The fairy tale-like comedy opens out through a series of realistic events with magical overtones. The audience gets to savour a love story embedded in a social milieu where characters often react shockingly to seemingly normal situations and exchange spicy dialogues and smutty jokes.
Amen , written by P.S. Rafeeque, is in simple terms about the conflict between good and evil. In Kumarangiri village, the fictional setting of the film, it manifests in different forms such as the clash between virtues and wealth, and arguments for and against the construction of a new church after demolishing a centuries-old one, believed to have the presence of a saviour saint.
In that way Amen is also a film about the conflict between real spirituality and institutionalised religiosity that often pass for spirituality today.

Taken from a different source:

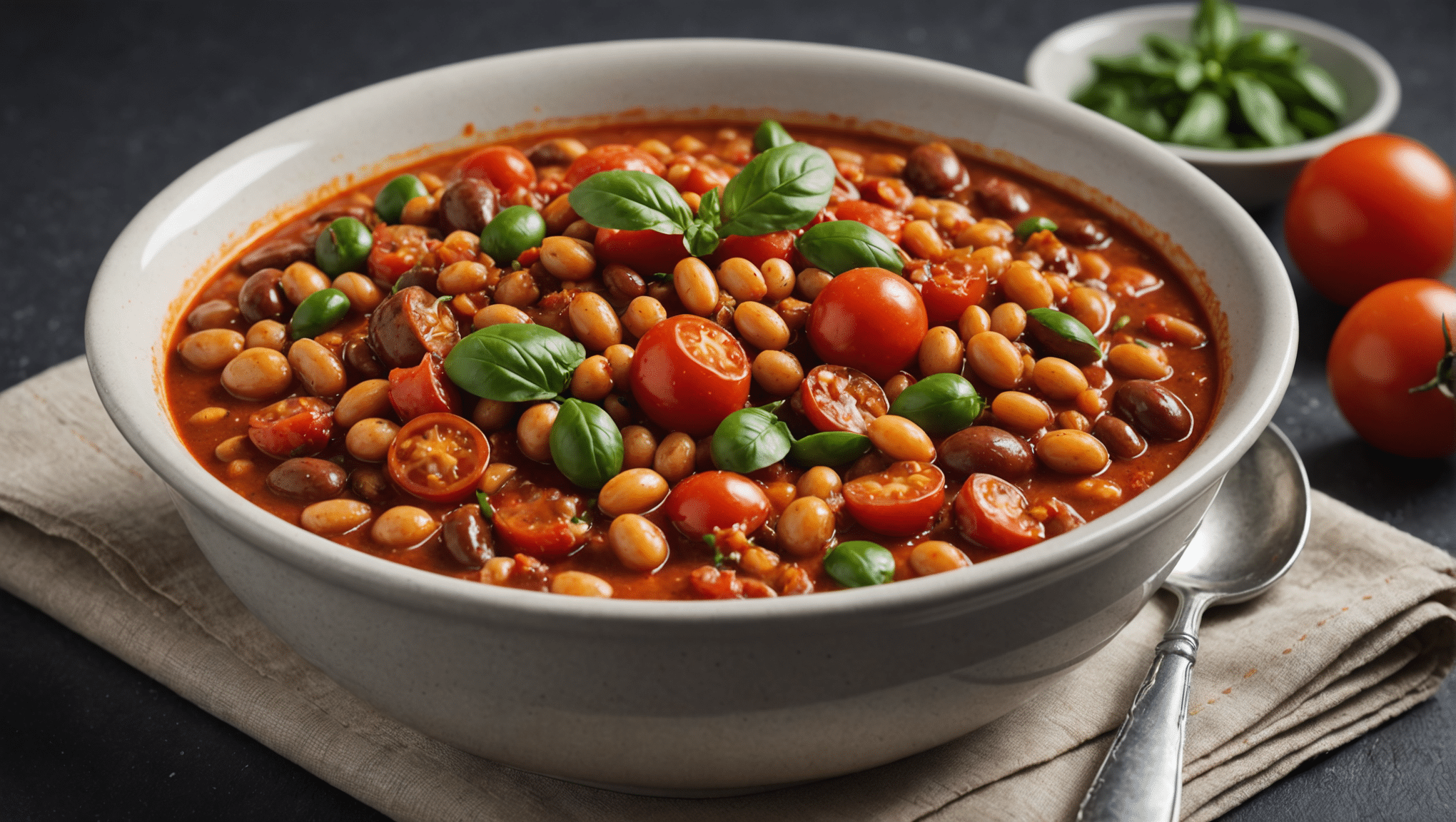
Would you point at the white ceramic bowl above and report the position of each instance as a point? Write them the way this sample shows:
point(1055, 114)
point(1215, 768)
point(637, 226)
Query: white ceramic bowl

Allegorically it becomes the rivalry between the two band groups (Geevarghese Band Group and the Martha Mariyam Band Troup) in the movie.
The love story between Solomon (Fahadh Fazil) and Sosanna (Swati Reddy), members of the two warring groups or families, is only a means to cinematically communicate that conflict.

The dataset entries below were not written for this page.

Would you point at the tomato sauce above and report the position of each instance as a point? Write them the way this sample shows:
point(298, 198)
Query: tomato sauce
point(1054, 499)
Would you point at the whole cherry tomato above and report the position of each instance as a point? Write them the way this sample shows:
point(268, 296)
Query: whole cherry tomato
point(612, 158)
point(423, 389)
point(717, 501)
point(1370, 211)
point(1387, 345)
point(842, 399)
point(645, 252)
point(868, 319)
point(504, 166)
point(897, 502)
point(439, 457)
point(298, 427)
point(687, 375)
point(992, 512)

Actor-director Joy Mathew, who dons the role of Fr. Ottaplakan, who represents the villainies of degenerated priesthood and Indrajith, who perform as Fr. Vincent Vattoli, representative of real spirituality, have done a commendable job. Fahadh is cool, composed, and up to the rigours of the role. In Amen , after a break, Kalabhavan Mani gets a meaty role.
The period of the movie is a bit hazy, though some misleading clues are given in the costumes. Soon we realise that the period is irrelevant considering the fable-like narration and the timeless virtues it stands for.
Music plays an important role in Amen , and is used more than once to advance the plot, giving the movie certain characteristics of a musical. Lijo has portrayed the cultural richness of the region where Amen is set, with his cinematographer Abinandhan Ramanujam attending admirably to the minute details.
The viewers are given a short introduction to Kumarangiri ahead of the movie. Apparently there is no one in the village who hasn’t hummed a song or hasn’t had a love story to tell. That sets the tone of the movie.